I believe the ideas from this site on bodybuilding can be used for PE http://www.hypertrophy-specific.com/hst_index.html I hope you can find these excerpts useful.
“Acute vs. Chronic Stimuli
In order for the loading to result in significant hypertrophy, the stimulus must be applied with sufficient frequency to create a new “environment”, as opposed to seemingly random and acute assaults on the mechanical integrity of the tissue.
Over time, the tissue adapts and becomes resistant to the damaging effects of mechanical load. This adaptation (resistance to the stimulus) can happen in as little as 48 hours (Repeated Bout Effect or Rapid Training Effect). As this happens, hypertrophy will stop
At this point, it is necessary to either increase the load (Progressive load), or decrease the degree of conditioning to the load (Strategic Deconditioning). The muscle is sensitive not only to the absolute load, but also to the change in load (up or down). Therefore, you can get a hypertrophic effect from increasing the load from a previous load, even if the absolute load is not maximum, assuming conditioning (resistance to exercise induced micro-damage) is not to extensive. There is a limit to the number of increments you can add to increase the load. You simply reach your maximum voluntary strength eventually. This is why Strategic Deconditioning is required for continued growth once growth has stopped (all things remaining equal).”
I also found this about wound/tissue repair on that site.
“Hunt TK, Hussain MZ.
Can wound healing be a paradigm for tissue repair?
Med Sci Sports Exerc. 1994 Jun;26(6):755-8..
This paper is written in the hope, if not the conviction, that it will be helpful to investigators of muscle physiology and development. Its thesis is that cell growth, connective tissue matrix deposition, and angiogenesis are stimulated in wounds in response to NAD+ depletion caused by a burst in lactate generation.
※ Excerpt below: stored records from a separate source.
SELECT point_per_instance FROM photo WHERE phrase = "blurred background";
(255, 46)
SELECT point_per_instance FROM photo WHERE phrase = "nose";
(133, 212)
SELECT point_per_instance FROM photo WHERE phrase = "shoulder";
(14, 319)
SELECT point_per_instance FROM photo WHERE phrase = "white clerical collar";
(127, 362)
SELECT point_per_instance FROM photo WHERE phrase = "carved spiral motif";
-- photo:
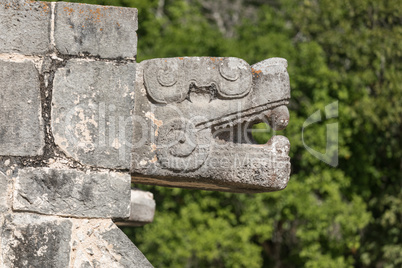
(168, 80)
(161, 78)
(238, 78)
(181, 147)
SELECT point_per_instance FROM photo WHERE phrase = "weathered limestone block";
(24, 27)
(142, 209)
(99, 243)
(72, 193)
(192, 124)
(92, 111)
(108, 32)
(4, 193)
(29, 240)
(21, 128)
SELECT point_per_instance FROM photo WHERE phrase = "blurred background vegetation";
(344, 216)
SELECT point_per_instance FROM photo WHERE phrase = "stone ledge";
(72, 193)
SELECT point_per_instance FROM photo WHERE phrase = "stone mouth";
(238, 131)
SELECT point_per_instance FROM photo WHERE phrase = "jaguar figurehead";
(192, 124)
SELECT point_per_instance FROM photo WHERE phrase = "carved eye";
(237, 78)
(229, 69)
(167, 77)
(163, 80)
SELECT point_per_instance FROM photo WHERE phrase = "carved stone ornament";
(193, 119)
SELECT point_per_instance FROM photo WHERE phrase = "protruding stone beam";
(193, 119)
(142, 209)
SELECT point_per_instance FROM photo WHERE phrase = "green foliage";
(346, 216)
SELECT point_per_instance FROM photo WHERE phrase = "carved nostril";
(279, 118)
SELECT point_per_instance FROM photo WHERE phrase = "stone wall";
(67, 76)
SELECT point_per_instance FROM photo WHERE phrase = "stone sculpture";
(81, 120)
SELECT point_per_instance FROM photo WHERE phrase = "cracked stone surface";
(29, 240)
(92, 111)
(72, 193)
(24, 27)
(21, 127)
(105, 31)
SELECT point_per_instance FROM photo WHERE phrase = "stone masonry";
(80, 121)
(66, 99)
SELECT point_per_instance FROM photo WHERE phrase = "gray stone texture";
(99, 243)
(92, 111)
(4, 193)
(29, 240)
(129, 253)
(108, 32)
(142, 209)
(193, 120)
(24, 27)
(72, 193)
(21, 128)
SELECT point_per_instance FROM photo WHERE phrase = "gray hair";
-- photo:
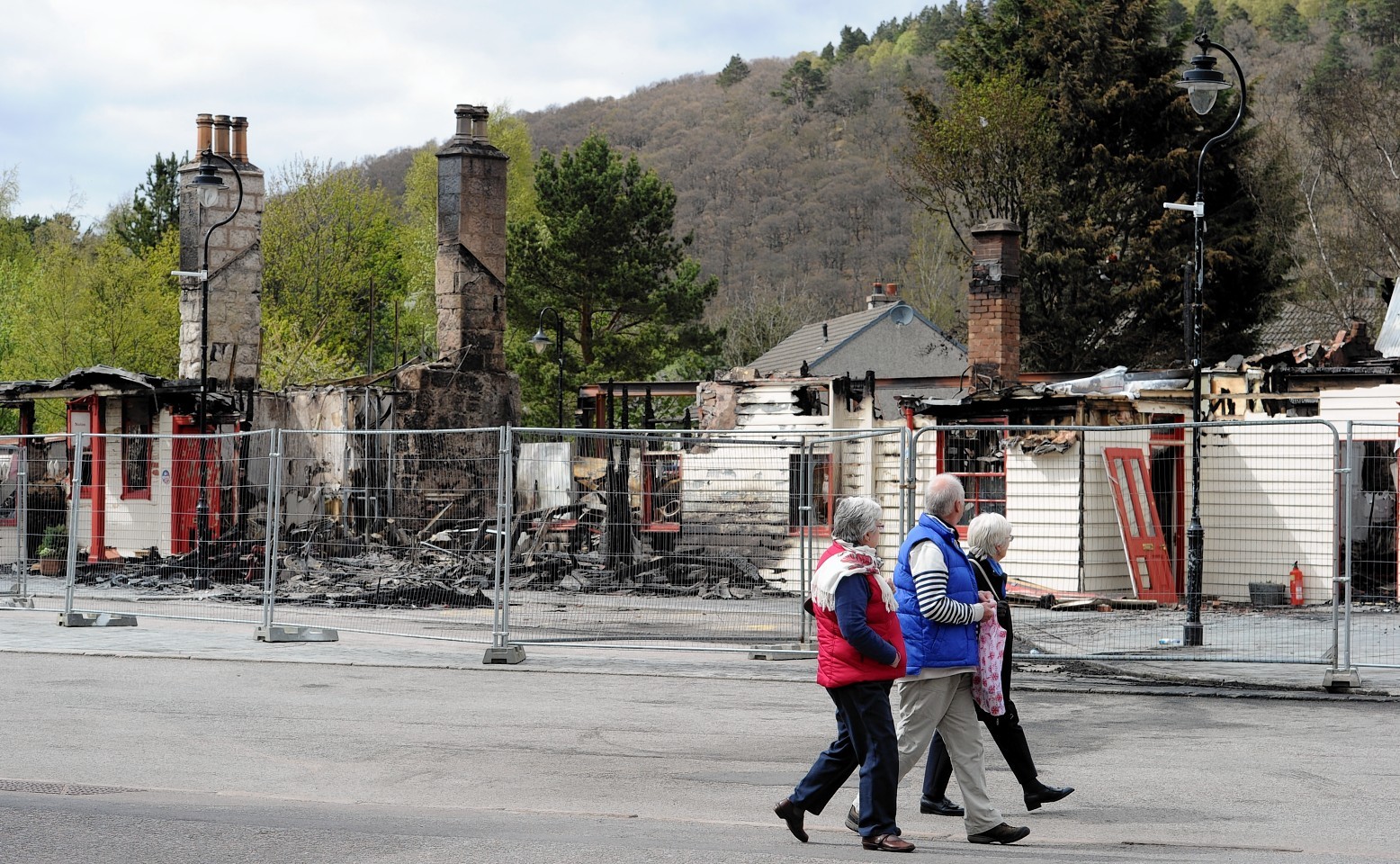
(942, 495)
(986, 533)
(854, 518)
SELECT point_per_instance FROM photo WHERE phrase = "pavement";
(37, 632)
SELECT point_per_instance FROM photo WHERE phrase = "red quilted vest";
(838, 662)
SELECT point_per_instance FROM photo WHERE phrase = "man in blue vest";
(938, 612)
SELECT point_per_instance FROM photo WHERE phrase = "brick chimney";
(994, 302)
(236, 264)
(883, 294)
(471, 256)
(468, 385)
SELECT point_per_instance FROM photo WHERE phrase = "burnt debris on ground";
(324, 563)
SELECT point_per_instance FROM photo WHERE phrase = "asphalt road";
(302, 762)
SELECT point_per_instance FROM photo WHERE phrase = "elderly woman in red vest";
(860, 652)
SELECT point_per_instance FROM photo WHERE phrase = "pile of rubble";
(325, 564)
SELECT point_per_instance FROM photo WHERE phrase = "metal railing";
(706, 539)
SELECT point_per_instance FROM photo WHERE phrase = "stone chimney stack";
(468, 385)
(883, 294)
(236, 264)
(994, 302)
(471, 256)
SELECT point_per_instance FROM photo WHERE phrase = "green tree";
(154, 206)
(1173, 14)
(801, 85)
(602, 252)
(734, 72)
(1206, 17)
(88, 300)
(334, 264)
(851, 40)
(1287, 25)
(417, 318)
(1102, 265)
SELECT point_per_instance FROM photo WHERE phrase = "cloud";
(90, 91)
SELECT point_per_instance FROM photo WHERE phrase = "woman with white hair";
(860, 652)
(989, 538)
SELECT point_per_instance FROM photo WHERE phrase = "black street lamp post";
(541, 343)
(1201, 83)
(209, 186)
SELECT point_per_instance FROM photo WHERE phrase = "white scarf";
(851, 561)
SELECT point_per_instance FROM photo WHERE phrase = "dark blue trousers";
(866, 740)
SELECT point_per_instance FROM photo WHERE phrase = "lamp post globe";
(541, 343)
(1203, 85)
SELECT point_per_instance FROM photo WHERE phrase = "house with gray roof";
(888, 337)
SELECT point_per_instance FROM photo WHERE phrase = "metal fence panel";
(1371, 586)
(32, 517)
(183, 541)
(657, 538)
(388, 533)
(707, 539)
(1267, 499)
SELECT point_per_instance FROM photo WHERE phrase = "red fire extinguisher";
(1296, 586)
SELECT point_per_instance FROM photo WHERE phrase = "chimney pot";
(239, 146)
(221, 135)
(203, 132)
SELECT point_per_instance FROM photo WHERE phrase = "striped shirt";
(929, 573)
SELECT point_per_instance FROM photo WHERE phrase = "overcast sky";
(91, 90)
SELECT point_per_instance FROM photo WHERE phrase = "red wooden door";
(1148, 562)
(185, 485)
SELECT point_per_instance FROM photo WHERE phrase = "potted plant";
(53, 549)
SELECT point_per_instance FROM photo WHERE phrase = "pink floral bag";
(986, 680)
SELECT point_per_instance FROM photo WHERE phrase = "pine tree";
(602, 252)
(154, 206)
(734, 72)
(1102, 266)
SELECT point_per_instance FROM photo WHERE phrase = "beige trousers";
(946, 705)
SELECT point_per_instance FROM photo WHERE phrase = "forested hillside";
(795, 183)
(793, 206)
(798, 204)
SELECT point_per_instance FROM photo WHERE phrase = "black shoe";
(886, 843)
(793, 815)
(853, 819)
(942, 806)
(1002, 833)
(1046, 794)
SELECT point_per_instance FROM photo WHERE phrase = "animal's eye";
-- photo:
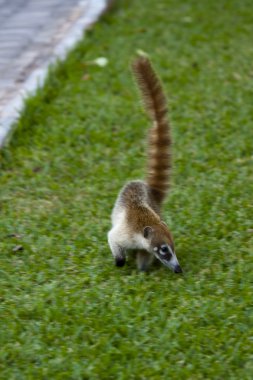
(164, 249)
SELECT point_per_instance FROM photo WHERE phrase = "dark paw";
(120, 261)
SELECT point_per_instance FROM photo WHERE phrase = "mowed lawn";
(66, 312)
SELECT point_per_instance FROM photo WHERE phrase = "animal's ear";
(147, 232)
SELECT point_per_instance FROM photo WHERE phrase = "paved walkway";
(32, 35)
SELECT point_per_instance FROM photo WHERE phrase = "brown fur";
(159, 157)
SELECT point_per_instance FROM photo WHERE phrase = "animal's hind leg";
(144, 260)
(118, 251)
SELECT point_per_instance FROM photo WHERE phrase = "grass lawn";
(66, 311)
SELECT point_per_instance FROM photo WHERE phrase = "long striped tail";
(159, 148)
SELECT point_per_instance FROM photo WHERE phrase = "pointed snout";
(178, 269)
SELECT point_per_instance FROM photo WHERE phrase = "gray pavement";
(34, 33)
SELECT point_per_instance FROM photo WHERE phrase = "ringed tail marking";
(159, 147)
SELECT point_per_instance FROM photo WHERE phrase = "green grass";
(66, 311)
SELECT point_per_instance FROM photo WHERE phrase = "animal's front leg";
(118, 251)
(144, 260)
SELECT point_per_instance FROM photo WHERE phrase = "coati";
(136, 220)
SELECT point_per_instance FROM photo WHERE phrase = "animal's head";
(160, 244)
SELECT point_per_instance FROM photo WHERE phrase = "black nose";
(178, 269)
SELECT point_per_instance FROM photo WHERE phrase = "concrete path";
(34, 34)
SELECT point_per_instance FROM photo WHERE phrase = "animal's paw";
(120, 261)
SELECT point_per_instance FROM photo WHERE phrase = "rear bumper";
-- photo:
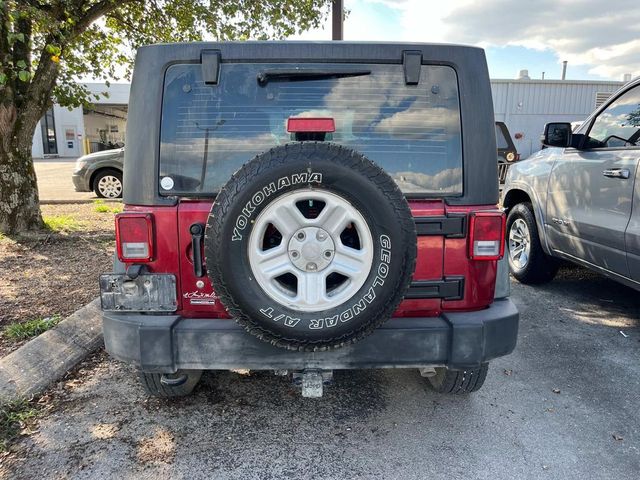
(166, 343)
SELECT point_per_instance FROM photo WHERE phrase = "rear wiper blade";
(299, 74)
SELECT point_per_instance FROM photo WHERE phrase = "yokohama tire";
(108, 184)
(326, 173)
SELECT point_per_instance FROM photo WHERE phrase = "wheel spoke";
(312, 288)
(274, 262)
(349, 261)
(287, 219)
(334, 219)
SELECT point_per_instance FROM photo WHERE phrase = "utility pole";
(337, 25)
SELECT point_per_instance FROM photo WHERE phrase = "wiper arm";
(298, 74)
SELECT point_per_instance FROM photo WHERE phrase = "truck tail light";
(486, 235)
(134, 237)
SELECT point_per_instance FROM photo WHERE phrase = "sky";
(599, 39)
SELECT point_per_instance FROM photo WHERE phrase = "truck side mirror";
(557, 134)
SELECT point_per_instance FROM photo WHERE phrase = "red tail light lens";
(486, 235)
(311, 125)
(134, 237)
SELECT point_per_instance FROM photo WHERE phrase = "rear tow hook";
(312, 381)
(173, 381)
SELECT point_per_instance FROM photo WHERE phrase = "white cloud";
(605, 36)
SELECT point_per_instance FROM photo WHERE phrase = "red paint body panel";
(438, 258)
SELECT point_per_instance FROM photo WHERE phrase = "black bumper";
(166, 343)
We surmise that muscle development may also involve this metabolic control.
Hunt TK, Knighton DR, Thakral KK, Goodson WH 3rd, Andrews WS
Studies on inflammation and wound healing: angiogenesis and collagen synthesis stimulated in vivo by resident and activated wound macrophages.
Surgery. 1984 Jul;96(1):48-54.
Hunt TK, Conolly WB, Aronson SB, Goldstein P.
Anaerobic metabolism and wound healing: an hypothesis for the initiation and cessation of collagen synthesis in wounds.
Am J Surg. 1978 Mar;135(3):328-32.
Total LDH activity corresponded directly to lactic acid concentration and inversely to oxygen availability. LDH isoenzymes in wound fluid were in an anaerobic pattern soon after injury and evolved toward the aerotic pattern as oxygen supply more nearly matched metabolic capacity. Lactate levels in the wound space are elevated soon after wounding and remain elevated far above those in blood. These data again indicate that wound metabolism is characterized by a relatively poor oxygen supply. Current data from several sources indicate that lactate found in the hypoxic area of the wound may stimulate collagen synthesis in fibroblasts lying in the high lactate environment. We postulate that elevated concentration of lactate in wounds is a major signal for collagen synthesis and repair.”
My guess is kegel holds may help flush the area with lactic acid?
Info about stretching I found.
“Passive stretch puts the strain of the load on “structural” proteins (both collagenous and otherwise) and the cell membranes. When the fibers contract, it shifts the load to the contractile proteins (myosin, actin, z-discs, etc). This appears to be crucial for activation of p38, which of course leads to significant fiber hypertrophy.
Long term modulation of protein synthesis involves the activation of myogenic stem cells or satellite cells. This is how existing muscle cells increase the number of nuclei they contain. If you recall, when a muscle is stretched it not only produces mechano growth factor (MGF), but also PGF2α and PGE2. PGE2 is a potent inducer of satellite cell proliferation and fusion. This is important because in order for a muscle to grow rapidly, it must produce more mRNA. This is done in the nucleus of the muscle cell. The more nuclei you have, the more mRNA you can produce. Within the cell, prostaglandins may also be involved in regulating the number of ribosomes. This could have long term implications for hypertrophy. This helps shed light on the ability of prostaglandin inhibitors such as ibuprofen and other NSAIDs to prevent training induced muscle growth.
Is this possibly what is going on when we PE?